UniLipi: A Unified Multi-Script OCR for Historical Indic Manuscripts

Abstract

Optical character recognition (OCR) for handwritten Indic manuscripts is essential for large-scale digitization and computational access to manuscript heritage. However, existing approaches are typically developed for one script at a time and require substantial script-specific customization. This limits scalability and practical deployment across diverse collections. We present UniLipi, a unified multi-script OCR model for handwritten Indic manuscripts trained jointly across 13 Indic scripts within a single framework. UniLipi directly handles realistic manuscript conditions, including extreme variation in line geometry, large variation in line length, and partial interruptions caused by non-textual manuscript entities such as holes, stains, or pictorial illustrations. To operate effectively under ultra low-resource conditions, the model leverages script-aware synthetic manuscript data generation, substantially reducing reliance on large volumes of real annotated data. Beyond historical manuscripts, we show that UniLipi serves as an effective foundational pretrained model — its learned representations enable strong OCR performance for contemporary Indic handwriting and extend to several non-Indic scripts including Tibetan, Italian, Latin, and Chinese. In addition to transcription, UniLipi predicts script identity and per-line native character counts, supporting practical manuscript cataloging workflows.

Diversity of Indic Manuscripts

Indic manuscripts span centuries, regions, and writing substrates. UniLipi targets 13 scripts drawn from five regional traditions: North/Central Indian, Southern Indian, Himalayan/Buddhist, Western Indian, and Eastern Indian.

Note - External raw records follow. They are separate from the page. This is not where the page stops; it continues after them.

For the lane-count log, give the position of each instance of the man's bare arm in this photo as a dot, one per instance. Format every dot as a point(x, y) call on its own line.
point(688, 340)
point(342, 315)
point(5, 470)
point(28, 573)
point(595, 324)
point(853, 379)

**Diversity of manuscript styles across Indic script regions.** Examples of manuscript lines from multiple historical collections grouped by geographic and script traditions: North/Central Indian, Southern Indian, Himalayan/Buddhist, Western Indian, and Eastern Indian. The examples illustrate substantial diversity in writing substrates (palm leaf, paper), layout geometry, stroke thickness, ink characteristics, and orthographic structure across scripts and regions.

Contributions

UniLipi — the first unified foundational multi-script OCR model for handwritten Indic scripts, trained jointly across 13 distinct Indic scripts within a single framework.
A script-aware synthetic manuscript generation approach that reduces reliance on large volumes of real annotated handwritten data.
An OCR system that, in addition to transcription, predicts script identity and per-line glyph count as auxiliary supervision.

Method

UniLipi is a unified multi-task OCR model. Given a manuscript line image, it jointly predicts a text sequence in the unified Roman WX representation, a script identity label, and a per-line glyph count. The architecture is a hybrid CNN–Transformer with task-specific heads.

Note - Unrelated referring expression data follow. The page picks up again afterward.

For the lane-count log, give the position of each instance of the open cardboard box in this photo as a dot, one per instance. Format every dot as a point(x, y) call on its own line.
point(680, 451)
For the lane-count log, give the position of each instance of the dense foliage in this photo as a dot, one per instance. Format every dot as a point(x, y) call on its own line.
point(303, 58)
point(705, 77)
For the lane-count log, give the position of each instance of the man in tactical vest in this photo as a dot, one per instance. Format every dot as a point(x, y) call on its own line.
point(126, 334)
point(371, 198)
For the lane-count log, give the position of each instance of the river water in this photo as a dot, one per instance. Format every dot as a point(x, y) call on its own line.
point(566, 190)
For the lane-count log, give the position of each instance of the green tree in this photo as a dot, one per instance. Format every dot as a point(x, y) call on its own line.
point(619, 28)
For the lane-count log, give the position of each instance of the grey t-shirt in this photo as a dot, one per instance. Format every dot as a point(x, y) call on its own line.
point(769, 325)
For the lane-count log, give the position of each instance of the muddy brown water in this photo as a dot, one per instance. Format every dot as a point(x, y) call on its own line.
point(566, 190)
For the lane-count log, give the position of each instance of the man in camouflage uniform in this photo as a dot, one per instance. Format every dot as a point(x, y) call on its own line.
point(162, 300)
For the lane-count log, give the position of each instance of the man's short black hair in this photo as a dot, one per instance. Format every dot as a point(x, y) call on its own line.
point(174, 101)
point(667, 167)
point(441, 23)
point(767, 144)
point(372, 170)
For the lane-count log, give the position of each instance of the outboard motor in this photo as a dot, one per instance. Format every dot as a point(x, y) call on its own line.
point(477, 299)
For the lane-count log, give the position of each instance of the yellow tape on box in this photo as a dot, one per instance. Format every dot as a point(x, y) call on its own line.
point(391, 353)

**UniLipi architecture overview.** A CNN backbone extracts a sequence of **image tokens** from a padded line image. A learnable **script token** and a **count token** are appended to the image-token sequence and encoded by a Transformer with windowed self-attention. Image-token representations are decoded by a CTC-based text head to produce a Roman `WX` transcription, while the latent task tokens feed dedicated heads for script identification and glyph-count prediction. Training uses a joint OCR + script + count objective.

Joint training objective

The model is trained end-to-end with a multi-task loss combining CTC for text recognition, cross-entropy for script classification, and mean absolute error for glyph count:

ℒ = ℒ_OCR + λ_script · ℒ_script + λ_count · ℒ_count

Joint supervision encourages the encoder to learn richer representations that capture textual content, script identity, and structural length information together — improving transcription accuracy across diverse manuscripts.

Reference-Conditioned Synthetic Data

Real annotated manuscript lines are extremely scarce for many Indic scripts. We generate large-scale synthetic training lines by lifting appearance and geometric priors from real reference manuscripts — yielding roughly 2.5M synthetic lines per script and 32.5M total across the 13 scripts.

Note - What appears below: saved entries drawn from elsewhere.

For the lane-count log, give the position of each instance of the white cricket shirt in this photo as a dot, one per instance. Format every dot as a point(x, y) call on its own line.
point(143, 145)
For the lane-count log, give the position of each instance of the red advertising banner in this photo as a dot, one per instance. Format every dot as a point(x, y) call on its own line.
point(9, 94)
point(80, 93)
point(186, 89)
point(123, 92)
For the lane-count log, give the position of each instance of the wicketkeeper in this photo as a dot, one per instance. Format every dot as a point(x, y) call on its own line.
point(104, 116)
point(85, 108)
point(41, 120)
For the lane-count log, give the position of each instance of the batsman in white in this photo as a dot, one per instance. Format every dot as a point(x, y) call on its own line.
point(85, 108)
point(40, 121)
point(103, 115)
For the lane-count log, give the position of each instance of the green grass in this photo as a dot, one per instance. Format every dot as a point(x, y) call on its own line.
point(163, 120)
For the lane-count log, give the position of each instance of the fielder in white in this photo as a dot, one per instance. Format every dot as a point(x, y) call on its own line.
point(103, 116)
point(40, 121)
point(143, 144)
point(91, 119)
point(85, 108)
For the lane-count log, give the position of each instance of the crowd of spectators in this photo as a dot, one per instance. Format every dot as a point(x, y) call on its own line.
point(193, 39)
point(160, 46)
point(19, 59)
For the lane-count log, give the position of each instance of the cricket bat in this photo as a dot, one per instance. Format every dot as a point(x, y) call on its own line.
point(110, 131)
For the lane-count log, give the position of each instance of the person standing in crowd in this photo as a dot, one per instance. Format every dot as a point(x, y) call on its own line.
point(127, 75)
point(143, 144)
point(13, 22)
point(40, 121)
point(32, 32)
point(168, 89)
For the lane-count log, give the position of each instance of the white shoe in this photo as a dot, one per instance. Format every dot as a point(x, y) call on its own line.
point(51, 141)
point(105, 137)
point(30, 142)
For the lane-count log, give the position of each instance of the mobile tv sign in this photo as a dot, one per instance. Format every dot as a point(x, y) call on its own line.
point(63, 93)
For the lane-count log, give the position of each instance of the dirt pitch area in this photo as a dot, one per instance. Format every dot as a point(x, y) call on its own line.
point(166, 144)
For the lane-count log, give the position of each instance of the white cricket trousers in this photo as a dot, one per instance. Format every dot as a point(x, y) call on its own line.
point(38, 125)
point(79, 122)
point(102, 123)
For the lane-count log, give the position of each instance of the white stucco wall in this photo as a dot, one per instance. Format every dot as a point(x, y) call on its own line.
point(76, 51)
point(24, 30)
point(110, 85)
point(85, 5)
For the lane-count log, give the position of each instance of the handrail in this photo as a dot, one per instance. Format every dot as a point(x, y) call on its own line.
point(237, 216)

Reference-conditioned synthetic line generation pipeline — **Reference-conditioned synthetic line generation.** **(1)** Sample a Roman `WX` text line and transliterate it into the target script. **(2)** From a reference manuscript line, extract the writing mask, estimate font size and ink color, then render glyphs sequentially within valid regions using script-specific fonts. **(3)** Composite the rendered text onto a diffusion-inpainted clean background to preserve realistic manuscript characteristics. **(4)** Output the final synthetic line paired with its `WX` transcription, script label, and glyph-count supervision.

Results — Overall Scores

Overall (weighted) performance of UniLipi across all 13 Indic scripts. CER (%) for OCR transcription, Mono CER (%) for script-specific monolingual models, and Count-MAE for glyph count prediction.

Setting	CER (%) ↓	Mono CER (%) ↓	Count-MAE ↓
UniLipi (Overall, weighted)	6.9	8.6	1.1

Across the 13 scripts, UniLipi attains an overall 6.9% CER, outperforming dedicated per-script (monolingual) models at 8.6% CER — demonstrating the benefit of unified multi-script training.

Qualitative Results

Qualitative OCR results across regions — **Qualitative results of UniLipi** on a representative script for each region. Red marks deletions; blue marks substitutions or additions.

Ablation Study

Ablation study of UniLipi. Each row modifies a single component while keeping all others identical; the final configuration is highlighted.

Modified component	Default	CER ↓	Count-MAE ↓
IAST as vocab	Roman WX	11.0	1.7
Dedicated vocab per script	Roman WX	14.1	1.9
No script token	Auxiliary tokens	7.1	1.3
No count token	Auxiliary tokens	9.3	—
No script & count token	Auxiliary tokens	9.7	—
Encoder with 4 layers	6 layers	9.3	1.5
Encoder with 8 layers	6 layers	8.1	1.3
ℒ_OCR as Cross-Entropy	CTC loss	8.3	1.4
UniLipi (Final)	Default design	6.9	1.1